SalemNews.com, Salem, MA

Local News

September 7, 2013

Peace activists rally in Peabody against Syria attack plan

PEABODY — More than two dozen peace activists held signs and paraded in front of the downtown office of Congressman John Tierney yesterday afternoon, hoping to prevent proposed military action in Syria. Some were scheduled to meet with Tierney aides later in the day.

Most were veterans of the peace movement, gray-haired members of groups like the North Shore Coalition for Peace and Justice and the House of Peace in Ipswich. If their past efforts were frustrated over wars in Iraq and Afghanistan, they seemed confident that this time a popular wind is at their back.

Meanwhile, supportive drivers plowing through yesterday’s commute sporadically leaned on their horns and waved encouragement.

President Barack Obama has proposed the use of military action to punish the Syrian regime of Bashar Assad for the alleged use of chemical weapons in an attack on rebels that killed hundreds of women and children.

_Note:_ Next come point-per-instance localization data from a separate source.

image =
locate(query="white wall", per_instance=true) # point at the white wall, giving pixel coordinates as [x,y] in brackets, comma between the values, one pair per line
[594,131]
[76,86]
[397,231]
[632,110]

Obama has asked for a vote of Congress supporting his decision, and has warned that doing nothing could lead to more widespread use of weapons like the sarin gas suspected in this attack.

While expressing doubts about a military response, Tierney has not yet declared his position on the vote.

“I’m here to let John Tierney know it’s very, very important that he does not vote to bomb Syria,” said Sue Kirby of Salem.

As for charges that the Syrian government has committed atrocities, she said, “It’s an issue the United Nations should decide.” When it was suggested the United Nations would do little in such a case, she shrugged, “Well, there you go.”

“It’s very strange,” said David Zackon of Wakefield, commenting on the bipartisan nature of opposition to Obama’s proposal, with conservatives and liberals both opposing the president.

Further, he suggested that the evidence of an atrocity is suspect. “You got that 20 years ago,” he said, referencing stories of Kuwaitis mistreated by invading Iraqi soldiers prior to the first Gulf War, stories spread by a public relations firm. “It turned out to be trumped up.”